NPO法人の情報公開義務
「NPO法人は、市民によって育てられていくべきである。」というのがNPO法の理念です。この理念を実現するために、NPO法人は組織に関する情報をできるだけ公開し、それによって市民の信頼を得るべきであるというのがNPO法の考え方です。

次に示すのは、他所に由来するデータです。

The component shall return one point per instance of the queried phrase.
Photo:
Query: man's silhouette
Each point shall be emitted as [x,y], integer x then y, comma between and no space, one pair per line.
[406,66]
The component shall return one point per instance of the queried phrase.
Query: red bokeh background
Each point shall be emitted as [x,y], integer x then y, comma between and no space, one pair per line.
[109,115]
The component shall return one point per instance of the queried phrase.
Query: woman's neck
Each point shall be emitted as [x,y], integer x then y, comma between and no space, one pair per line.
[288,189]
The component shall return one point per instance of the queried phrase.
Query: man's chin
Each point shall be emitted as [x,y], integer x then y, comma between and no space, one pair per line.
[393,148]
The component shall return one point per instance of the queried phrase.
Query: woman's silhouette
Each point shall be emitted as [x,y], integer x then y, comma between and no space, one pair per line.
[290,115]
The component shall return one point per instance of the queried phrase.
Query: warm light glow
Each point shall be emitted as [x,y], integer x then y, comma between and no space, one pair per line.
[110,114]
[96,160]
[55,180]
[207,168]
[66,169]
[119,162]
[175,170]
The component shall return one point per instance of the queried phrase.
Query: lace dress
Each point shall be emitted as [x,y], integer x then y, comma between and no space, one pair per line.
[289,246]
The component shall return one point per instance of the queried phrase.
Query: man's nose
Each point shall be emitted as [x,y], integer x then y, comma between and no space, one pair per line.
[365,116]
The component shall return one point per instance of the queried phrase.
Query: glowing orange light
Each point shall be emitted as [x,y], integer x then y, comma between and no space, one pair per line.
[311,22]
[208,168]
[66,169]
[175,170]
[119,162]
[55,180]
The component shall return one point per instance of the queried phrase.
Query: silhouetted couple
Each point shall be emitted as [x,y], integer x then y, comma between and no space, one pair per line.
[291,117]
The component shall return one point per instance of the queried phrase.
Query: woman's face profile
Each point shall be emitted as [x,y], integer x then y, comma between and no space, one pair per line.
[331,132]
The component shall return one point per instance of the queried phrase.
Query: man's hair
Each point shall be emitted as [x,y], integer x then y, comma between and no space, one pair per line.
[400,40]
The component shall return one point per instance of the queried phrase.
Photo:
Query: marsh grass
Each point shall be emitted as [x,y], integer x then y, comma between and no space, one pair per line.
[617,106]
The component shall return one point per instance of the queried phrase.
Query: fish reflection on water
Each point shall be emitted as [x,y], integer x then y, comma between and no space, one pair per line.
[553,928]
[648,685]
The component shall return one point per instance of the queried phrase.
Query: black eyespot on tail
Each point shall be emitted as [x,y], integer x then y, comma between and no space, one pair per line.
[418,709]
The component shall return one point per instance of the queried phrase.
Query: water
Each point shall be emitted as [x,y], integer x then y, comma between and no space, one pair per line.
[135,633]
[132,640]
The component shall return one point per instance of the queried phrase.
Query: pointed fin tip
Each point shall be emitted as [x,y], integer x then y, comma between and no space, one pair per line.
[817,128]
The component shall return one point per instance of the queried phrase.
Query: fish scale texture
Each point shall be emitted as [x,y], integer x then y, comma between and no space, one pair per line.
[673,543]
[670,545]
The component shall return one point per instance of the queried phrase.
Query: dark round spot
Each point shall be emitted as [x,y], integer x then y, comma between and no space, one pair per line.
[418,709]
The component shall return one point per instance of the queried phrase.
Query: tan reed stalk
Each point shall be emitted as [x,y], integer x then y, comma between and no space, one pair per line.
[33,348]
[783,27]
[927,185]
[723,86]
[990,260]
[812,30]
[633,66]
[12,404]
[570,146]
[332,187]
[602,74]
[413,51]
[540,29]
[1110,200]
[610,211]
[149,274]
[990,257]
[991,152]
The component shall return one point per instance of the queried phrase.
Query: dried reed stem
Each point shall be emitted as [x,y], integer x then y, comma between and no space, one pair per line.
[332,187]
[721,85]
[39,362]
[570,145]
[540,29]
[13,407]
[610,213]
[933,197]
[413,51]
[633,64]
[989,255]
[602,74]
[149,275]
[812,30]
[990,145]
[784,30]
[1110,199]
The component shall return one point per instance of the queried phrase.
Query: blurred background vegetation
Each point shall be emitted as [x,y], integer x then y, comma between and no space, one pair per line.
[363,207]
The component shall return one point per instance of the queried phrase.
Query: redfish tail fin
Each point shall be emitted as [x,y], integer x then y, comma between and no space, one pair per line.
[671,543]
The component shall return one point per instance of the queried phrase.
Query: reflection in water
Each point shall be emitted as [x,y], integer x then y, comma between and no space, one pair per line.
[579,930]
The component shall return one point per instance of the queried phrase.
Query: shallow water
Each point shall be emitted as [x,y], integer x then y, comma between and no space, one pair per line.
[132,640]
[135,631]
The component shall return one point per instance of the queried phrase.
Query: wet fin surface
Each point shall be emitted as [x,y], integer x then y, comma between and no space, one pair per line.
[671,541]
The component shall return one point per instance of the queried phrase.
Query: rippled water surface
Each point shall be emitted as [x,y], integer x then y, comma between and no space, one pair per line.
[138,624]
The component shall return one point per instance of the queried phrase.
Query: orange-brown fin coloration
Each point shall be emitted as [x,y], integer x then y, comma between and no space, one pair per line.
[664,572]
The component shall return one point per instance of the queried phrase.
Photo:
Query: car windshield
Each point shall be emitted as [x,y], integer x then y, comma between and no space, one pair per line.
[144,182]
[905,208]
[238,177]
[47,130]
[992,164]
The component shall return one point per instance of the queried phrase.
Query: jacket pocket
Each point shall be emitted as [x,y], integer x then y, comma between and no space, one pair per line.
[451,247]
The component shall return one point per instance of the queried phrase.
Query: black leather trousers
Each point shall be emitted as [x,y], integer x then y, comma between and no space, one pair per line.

そこで、NPO法人には、特有の情報公開制度が設けられています。
認証申請時における情報公開
NPO法人の設立認証の申請を行うと所轄庁により次の事項が公告されます。
- 申請のあった年月日
- NPO法人の名称
- 代表者の氏名
- 主たる事務所の所在地
- 定款に記載されNPO法人の目的
また、認証申請時に提出した下記の書類が市民の縦覧に付されます。
- 定款
- 役員名簿
- 設立趣旨書
- 設立当初の事業年度及び翌事業年度の事業計画書
- 設立当初の事業年度及び翌事業年度の収支予算書
事業報告書等の提出
NPO法人は、毎事業年度初めの3ヶ月以内に下記の書類を作成しなければなりません。
- 前事業年度の事業報告書
- 財産目録
- 貸借対照表
- 収支計算書
- 役員名簿
- 社員のうち10名以上の者の氏名及び住所又は居所を記載した書面
そして、完成した書類は、所轄庁に提出すると共に、主たる事務所に翌々事業年度の末日まで備え置かなければなりません。
一般市民に対する事業報告書等の公開
市民は、上記事業報告書等の閲覧請求をすることができ、所轄庁はその請求に応じなければなりません。
利害関係人らに対する事業報告書等の公開
NPO法人は、その社員や利害関係人から、上記事業報告書等の閲覧の請求があった場合には、正当な理由がある場合を除いて、その請求を断ることができません。